Anak didik yang sakit, tidak bergairah belajar, terlambat masuk sekolah, belum
menguasai bahan pelajaran, berpakaian sembarangan, berbuat yang tidak baik,
terlambat membayar uang sekolah, tak punya pakaian seragam, dan sebagainya,
semuanya menjadi perhatian guru.
Karena besarnya tanggung jawab
guru terhadap anak didiknya, hujan dan panas bukanlah menjadi penghalang bagi
guru untuk selalu hadir di tengah-tengah anak didiknya. Guru tidak pernah
memusuhi anak didiknya meskipun suatu ketika ada anak didiknya yang berbuat
kurang sopan pada orang lain. Bahkan dengan sabar dan bijaksana guru memberikan
nasihat bagaimana cara bertingkah laku yang sopan pada orang lain. Karena profesinya
sebagai guru adalah berdasarkan panggilan jiwa, maka bila guru melihat anak
didiknya senang berkelahi, meminum minuman keras mengisap ganja, datang ke
rumah-rumah bordil dan sebagainya, guru merasa sakit hati. Siang atau
malam selalu memikirkan bagaimana caranya agar anak didiknya itu dapat dicegah
dari perbuatan yang kurang baik, asusila, dan amoral.

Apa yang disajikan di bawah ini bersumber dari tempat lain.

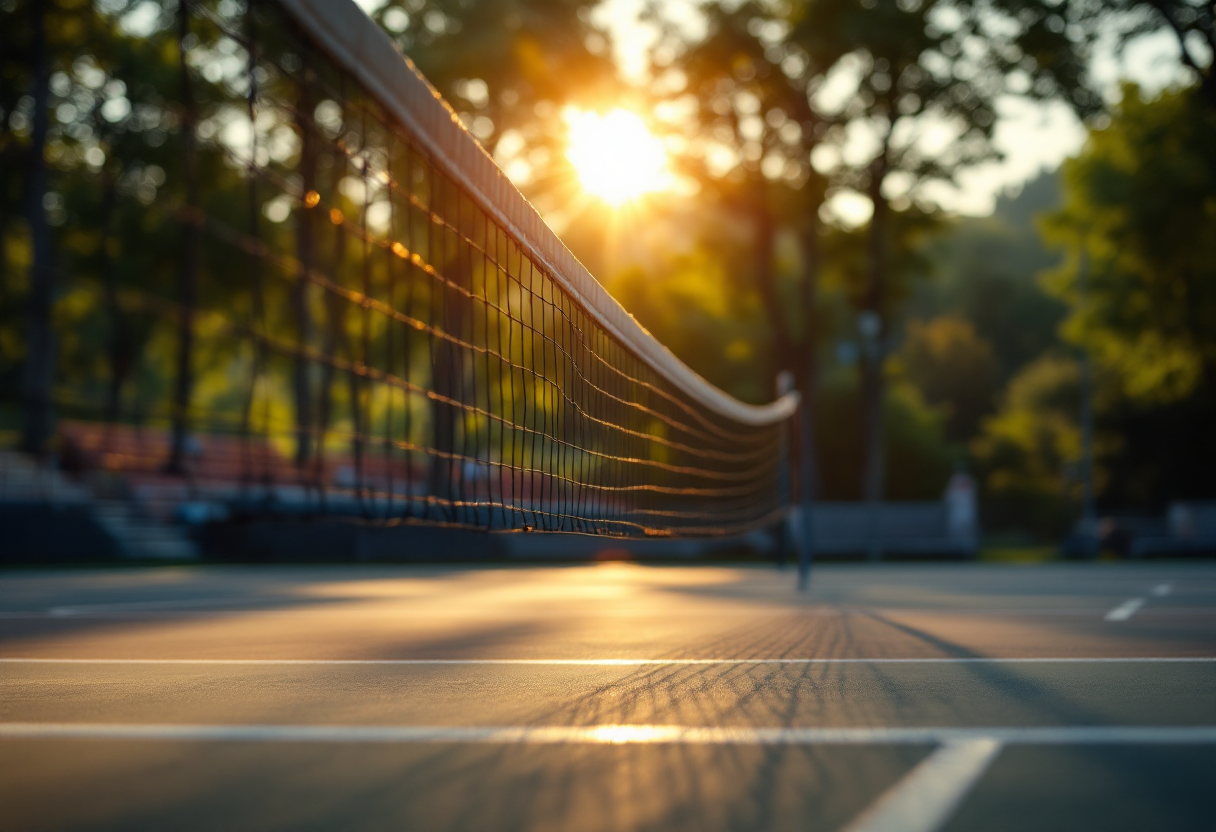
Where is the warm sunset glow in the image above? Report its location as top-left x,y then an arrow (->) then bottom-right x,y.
588,725 -> 685,744
566,108 -> 670,206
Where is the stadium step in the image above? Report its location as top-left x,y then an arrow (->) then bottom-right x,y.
0,450 -> 199,561
89,501 -> 200,560
0,450 -> 91,503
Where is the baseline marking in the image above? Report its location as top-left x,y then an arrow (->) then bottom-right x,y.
840,738 -> 1002,832
2,657 -> 1213,666
1106,598 -> 1145,621
1,723 -> 1214,745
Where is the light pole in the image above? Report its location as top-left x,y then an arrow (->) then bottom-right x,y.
858,310 -> 883,562
778,371 -> 815,590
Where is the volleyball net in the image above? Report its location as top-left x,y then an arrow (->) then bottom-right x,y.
4,0 -> 799,537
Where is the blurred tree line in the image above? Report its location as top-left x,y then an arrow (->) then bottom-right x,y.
2,0 -> 196,455
3,0 -> 1213,539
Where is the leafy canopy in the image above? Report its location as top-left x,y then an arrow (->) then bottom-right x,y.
1042,84 -> 1216,403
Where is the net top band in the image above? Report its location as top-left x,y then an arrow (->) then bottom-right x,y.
278,0 -> 799,427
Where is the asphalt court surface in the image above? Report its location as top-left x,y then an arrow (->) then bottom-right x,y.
1,561 -> 1214,831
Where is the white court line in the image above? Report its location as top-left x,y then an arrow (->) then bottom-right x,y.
48,597 -> 254,616
1,656 -> 1213,667
840,738 -> 1002,832
1152,583 -> 1173,597
1,723 -> 1214,745
4,606 -> 1212,620
1106,598 -> 1146,621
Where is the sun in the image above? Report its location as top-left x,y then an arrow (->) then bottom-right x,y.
565,108 -> 670,206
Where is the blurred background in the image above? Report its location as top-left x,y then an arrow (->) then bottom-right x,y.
1,0 -> 1213,561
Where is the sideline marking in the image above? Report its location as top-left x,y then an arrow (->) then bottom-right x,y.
1106,598 -> 1145,621
1,723 -> 1214,745
841,738 -> 1002,832
2,656 -> 1213,667
1152,583 -> 1172,597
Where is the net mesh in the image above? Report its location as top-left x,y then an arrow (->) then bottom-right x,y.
5,0 -> 794,538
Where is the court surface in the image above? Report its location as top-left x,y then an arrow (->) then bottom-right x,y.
2,560 -> 1214,831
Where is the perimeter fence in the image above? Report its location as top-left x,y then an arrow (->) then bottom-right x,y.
2,0 -> 799,538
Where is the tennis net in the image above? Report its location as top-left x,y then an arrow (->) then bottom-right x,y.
7,0 -> 799,538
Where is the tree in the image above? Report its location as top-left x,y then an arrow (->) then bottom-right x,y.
900,315 -> 999,442
1055,0 -> 1215,112
9,0 -> 53,453
908,174 -> 1067,386
787,0 -> 1098,527
610,245 -> 776,404
2,0 -> 198,453
367,0 -> 618,204
1042,84 -> 1216,404
666,1 -> 832,539
672,2 -> 825,375
813,370 -> 954,501
972,353 -> 1083,538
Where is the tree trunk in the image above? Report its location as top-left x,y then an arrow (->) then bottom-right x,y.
21,0 -> 54,456
167,0 -> 199,474
862,155 -> 889,560
99,163 -> 129,425
0,200 -> 10,299
427,293 -> 460,522
427,184 -> 463,523
796,212 -> 821,583
293,75 -> 316,472
797,212 -> 821,493
748,180 -> 793,386
312,218 -> 346,501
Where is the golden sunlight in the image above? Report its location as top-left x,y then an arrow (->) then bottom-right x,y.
565,108 -> 670,206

1. Tentang umur, harus sudah dewasa
Tugas mendidik adalah tugas yang
amat penting karena menyangkut perkembangan seseorang, jadi menyangkut nasib
seseorang. Oleh karena itu, tugas itu harus dilakukan secara bertanggung jawab.

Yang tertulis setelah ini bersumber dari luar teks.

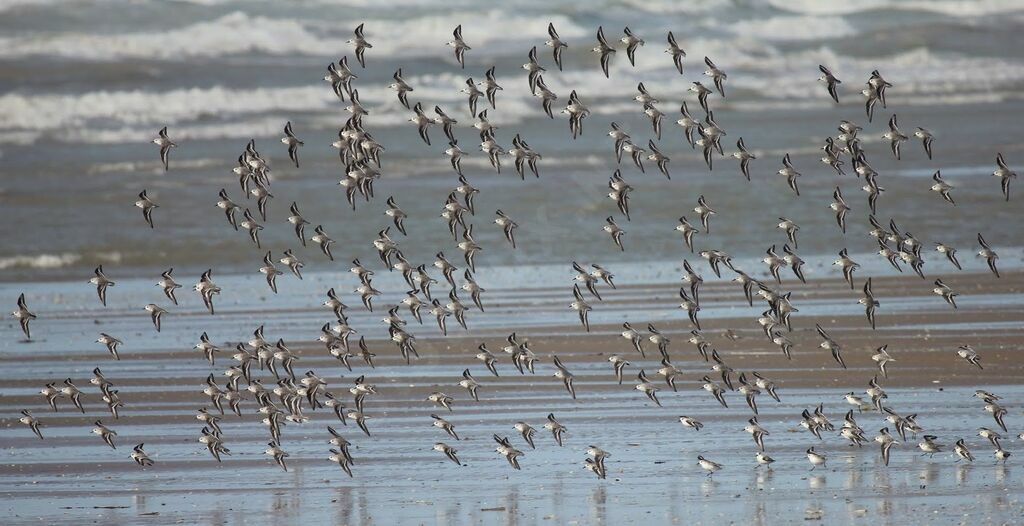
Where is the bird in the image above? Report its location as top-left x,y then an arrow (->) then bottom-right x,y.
647,323 -> 671,356
479,67 -> 503,110
689,81 -> 713,115
195,269 -> 220,314
239,209 -> 263,248
499,423 -> 531,454
635,369 -> 661,406
592,26 -> 616,78
608,355 -> 629,384
931,170 -> 955,205
431,414 -> 459,441
834,249 -> 859,289
621,322 -> 644,355
978,428 -> 1003,447
666,31 -> 686,74
621,27 -> 645,66
914,127 -> 934,159
545,23 -> 567,70
552,355 -> 577,400
216,189 -> 240,230
935,243 -> 961,270
585,446 -> 610,479
986,403 -> 1008,432
154,268 -> 181,305
703,57 -> 727,97
327,448 -> 354,477
570,284 -> 592,332
523,46 -> 546,94
259,251 -> 283,293
265,441 -> 289,471
777,217 -> 800,248
458,369 -> 481,401
677,102 -> 699,148
872,346 -> 895,378
954,439 -> 974,462
679,416 -> 703,431
603,216 -> 625,251
384,196 -> 407,236
678,288 -> 700,329
777,154 -> 801,196
745,417 -> 769,451
434,442 -> 462,465
694,195 -> 715,233
977,233 -> 1000,277
144,304 -> 166,332
131,443 -> 154,466
806,447 -> 827,470
818,65 -> 841,103
676,216 -> 699,253
782,244 -> 806,283
409,103 -> 435,146
281,121 -> 303,167
192,332 -> 221,366
956,345 -> 983,369
310,226 -> 337,263
426,392 -> 454,412
875,428 -> 898,466
544,413 -> 566,446
348,23 -> 371,67
993,153 -> 1016,201
96,333 -> 122,360
447,25 -> 470,68
868,69 -> 893,107
19,410 -> 43,439
279,249 -> 303,279
461,78 -> 483,117
859,278 -> 880,329
697,455 -> 722,477
389,68 -> 413,109
862,83 -> 881,122
883,114 -> 908,160
494,434 -> 523,470
933,279 -> 959,309
701,375 -> 728,408
647,140 -> 670,178
918,435 -> 943,457
816,324 -> 846,369
733,138 -> 755,181
152,126 -> 175,170
533,76 -> 558,118
135,190 -> 157,228
495,210 -> 518,249
92,420 -> 117,449
563,90 -> 590,139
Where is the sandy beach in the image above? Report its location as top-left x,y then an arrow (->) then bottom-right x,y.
3,268 -> 1024,525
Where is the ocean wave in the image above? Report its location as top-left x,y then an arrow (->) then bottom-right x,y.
721,15 -> 857,41
762,0 -> 1024,17
0,253 -> 81,270
0,85 -> 334,132
3,42 -> 1024,146
0,12 -> 337,61
0,10 -> 587,62
0,252 -> 123,272
618,0 -> 734,14
628,0 -> 1024,17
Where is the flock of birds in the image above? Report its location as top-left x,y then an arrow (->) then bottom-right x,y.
10,21 -> 1022,481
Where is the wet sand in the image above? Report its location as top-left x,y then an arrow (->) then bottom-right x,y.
2,268 -> 1024,525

Itu hanya dapat dilakukan oleh orang yang telah dewasa. Di Negara kita,
seseorang dianggap dewasa sejak ia berumur 18 tahun atau dia sudah kawin.
Menurut ilmu pendidikan adalah 21 tahun bagi lelaki dan 18 tahun bagi
perempuan. Bagi pendidik asli, yaitu orang tua anak, tidak dibatasi umur
minimal bila mereka telah mempunyai anak, maka mereka boleh mendidik anaknya.

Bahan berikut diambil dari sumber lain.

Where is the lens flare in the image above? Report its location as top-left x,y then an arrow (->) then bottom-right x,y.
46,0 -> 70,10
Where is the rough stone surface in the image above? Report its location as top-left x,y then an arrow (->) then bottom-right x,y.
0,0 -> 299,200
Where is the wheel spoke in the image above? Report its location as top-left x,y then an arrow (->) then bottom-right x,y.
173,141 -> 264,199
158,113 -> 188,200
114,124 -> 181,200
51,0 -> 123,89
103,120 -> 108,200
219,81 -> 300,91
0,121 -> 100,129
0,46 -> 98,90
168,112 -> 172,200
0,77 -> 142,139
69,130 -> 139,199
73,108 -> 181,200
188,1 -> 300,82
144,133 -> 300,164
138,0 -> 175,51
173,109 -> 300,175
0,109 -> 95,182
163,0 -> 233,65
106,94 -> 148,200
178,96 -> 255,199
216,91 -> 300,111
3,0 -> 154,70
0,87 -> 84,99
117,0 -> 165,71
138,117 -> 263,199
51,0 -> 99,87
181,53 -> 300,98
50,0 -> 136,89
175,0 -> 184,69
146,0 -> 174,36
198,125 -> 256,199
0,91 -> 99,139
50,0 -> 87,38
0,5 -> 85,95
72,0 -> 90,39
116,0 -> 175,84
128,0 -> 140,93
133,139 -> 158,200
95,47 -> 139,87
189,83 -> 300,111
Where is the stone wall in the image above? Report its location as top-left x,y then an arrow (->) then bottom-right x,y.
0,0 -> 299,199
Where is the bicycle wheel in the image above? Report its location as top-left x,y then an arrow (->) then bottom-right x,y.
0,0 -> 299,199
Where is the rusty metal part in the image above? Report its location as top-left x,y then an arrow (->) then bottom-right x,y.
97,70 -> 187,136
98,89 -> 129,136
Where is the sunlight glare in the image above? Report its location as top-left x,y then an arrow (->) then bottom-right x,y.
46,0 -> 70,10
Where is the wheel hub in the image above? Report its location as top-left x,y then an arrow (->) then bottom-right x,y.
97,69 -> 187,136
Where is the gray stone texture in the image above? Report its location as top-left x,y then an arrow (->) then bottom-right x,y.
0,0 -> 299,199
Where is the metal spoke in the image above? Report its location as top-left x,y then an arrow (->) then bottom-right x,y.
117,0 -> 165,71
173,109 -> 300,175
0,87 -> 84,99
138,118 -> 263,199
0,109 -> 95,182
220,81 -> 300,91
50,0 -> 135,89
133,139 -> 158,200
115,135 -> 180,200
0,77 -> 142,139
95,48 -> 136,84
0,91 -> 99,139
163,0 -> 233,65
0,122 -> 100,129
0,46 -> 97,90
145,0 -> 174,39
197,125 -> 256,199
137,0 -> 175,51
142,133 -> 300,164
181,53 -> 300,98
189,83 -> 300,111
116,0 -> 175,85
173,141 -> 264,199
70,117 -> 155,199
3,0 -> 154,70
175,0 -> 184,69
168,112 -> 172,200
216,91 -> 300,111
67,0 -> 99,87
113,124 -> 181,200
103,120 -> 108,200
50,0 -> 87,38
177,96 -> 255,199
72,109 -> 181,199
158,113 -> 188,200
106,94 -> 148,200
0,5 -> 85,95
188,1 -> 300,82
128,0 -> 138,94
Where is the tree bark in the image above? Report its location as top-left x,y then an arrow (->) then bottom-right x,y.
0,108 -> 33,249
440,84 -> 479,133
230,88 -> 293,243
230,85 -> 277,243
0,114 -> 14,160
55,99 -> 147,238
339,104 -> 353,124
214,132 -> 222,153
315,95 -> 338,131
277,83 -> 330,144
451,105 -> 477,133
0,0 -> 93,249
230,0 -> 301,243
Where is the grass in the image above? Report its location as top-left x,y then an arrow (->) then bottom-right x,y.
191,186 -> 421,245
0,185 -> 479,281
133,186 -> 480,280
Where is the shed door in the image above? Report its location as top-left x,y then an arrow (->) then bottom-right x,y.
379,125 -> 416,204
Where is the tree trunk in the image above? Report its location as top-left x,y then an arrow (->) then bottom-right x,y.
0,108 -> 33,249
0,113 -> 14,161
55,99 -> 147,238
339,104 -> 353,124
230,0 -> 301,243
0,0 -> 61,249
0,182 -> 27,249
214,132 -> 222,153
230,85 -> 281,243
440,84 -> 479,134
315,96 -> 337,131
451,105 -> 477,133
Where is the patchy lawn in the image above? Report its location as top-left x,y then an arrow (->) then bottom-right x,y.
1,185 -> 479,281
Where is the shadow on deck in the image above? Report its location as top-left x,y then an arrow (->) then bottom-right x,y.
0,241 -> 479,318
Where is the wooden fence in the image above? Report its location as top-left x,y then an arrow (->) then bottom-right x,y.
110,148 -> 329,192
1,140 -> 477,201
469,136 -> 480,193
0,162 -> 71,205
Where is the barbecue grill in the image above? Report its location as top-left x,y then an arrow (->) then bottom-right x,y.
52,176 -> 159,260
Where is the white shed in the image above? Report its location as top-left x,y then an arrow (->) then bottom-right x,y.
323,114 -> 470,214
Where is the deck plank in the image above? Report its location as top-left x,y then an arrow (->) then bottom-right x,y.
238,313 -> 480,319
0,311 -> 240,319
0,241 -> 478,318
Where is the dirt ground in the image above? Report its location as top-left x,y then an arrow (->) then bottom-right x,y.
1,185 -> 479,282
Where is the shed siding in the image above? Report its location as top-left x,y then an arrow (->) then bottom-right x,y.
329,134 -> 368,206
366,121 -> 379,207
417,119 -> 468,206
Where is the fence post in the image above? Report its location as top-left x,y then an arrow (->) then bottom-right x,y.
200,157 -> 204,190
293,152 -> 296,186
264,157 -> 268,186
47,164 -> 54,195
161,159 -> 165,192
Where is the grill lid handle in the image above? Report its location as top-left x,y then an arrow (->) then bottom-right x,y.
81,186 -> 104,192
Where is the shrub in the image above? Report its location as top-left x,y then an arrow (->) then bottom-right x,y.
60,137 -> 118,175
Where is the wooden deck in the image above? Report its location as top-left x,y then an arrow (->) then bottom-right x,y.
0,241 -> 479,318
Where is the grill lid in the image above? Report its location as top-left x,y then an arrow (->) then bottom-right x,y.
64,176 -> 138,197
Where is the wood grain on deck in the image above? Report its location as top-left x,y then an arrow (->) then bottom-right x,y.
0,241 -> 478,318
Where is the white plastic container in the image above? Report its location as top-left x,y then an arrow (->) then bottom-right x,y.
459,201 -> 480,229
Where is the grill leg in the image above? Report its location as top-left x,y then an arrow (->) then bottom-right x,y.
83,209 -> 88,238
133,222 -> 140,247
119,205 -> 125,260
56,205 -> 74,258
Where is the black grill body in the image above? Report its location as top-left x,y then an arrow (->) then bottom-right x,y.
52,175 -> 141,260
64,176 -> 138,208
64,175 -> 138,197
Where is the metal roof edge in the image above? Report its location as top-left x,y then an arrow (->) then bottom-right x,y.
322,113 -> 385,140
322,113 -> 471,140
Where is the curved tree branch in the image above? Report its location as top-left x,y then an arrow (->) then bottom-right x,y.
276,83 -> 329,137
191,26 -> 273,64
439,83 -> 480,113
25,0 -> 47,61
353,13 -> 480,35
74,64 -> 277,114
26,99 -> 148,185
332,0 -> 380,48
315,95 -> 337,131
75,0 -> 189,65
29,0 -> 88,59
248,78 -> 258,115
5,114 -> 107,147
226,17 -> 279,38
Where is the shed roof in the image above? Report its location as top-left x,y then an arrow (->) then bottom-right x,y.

Dilihat dari segi ini, sebaiknya umur kawin ialah 21 bagi lelaki dan minimal 18
bagi perempuan.
2. Tentang kesehatan, harus sehat jasmani dan rohani
Jasmani yang tidak sehat akan
menghambat pelaksana pendidikan, bahkan dapat membahayakan anak didik bila
mempunyai penyakit menular. Dari segi rohani, orang gila berbahaya juga bila ia
mendidik. Orang idiot tidak mungkin mendidik karena ia tidak akan mampu
bertanggung jawab.
3. Tentang kemampuan mengajar, ia harus ahli
Ini penting sekali bagi pendidik,
termasuk guru. Orang tua di rumah sebenarnya perlu sekali mempelajari
teori-teori ilmu pendidikan. Dengan pengetahuannya itu diharapkan ia akan lebih
berkemampuan menyelenggarakan pendidikan bagi anak-anaknya di rumah. Sering
kali terjadi kelainan pada anak didik disebabkan oleh kesalahan pendidikan di
dalam rumah tangga.
4. Harus berkesusilaan dan berdedikasi tinggi
Syarat ini amat penting dimiliki
untuk melaksanakan tugas-tugas mendidik selain mengajar. Bagaimana guru akan
memberikan contoh-contoh kebaikan bila ia sendiri tidak baik perangainya.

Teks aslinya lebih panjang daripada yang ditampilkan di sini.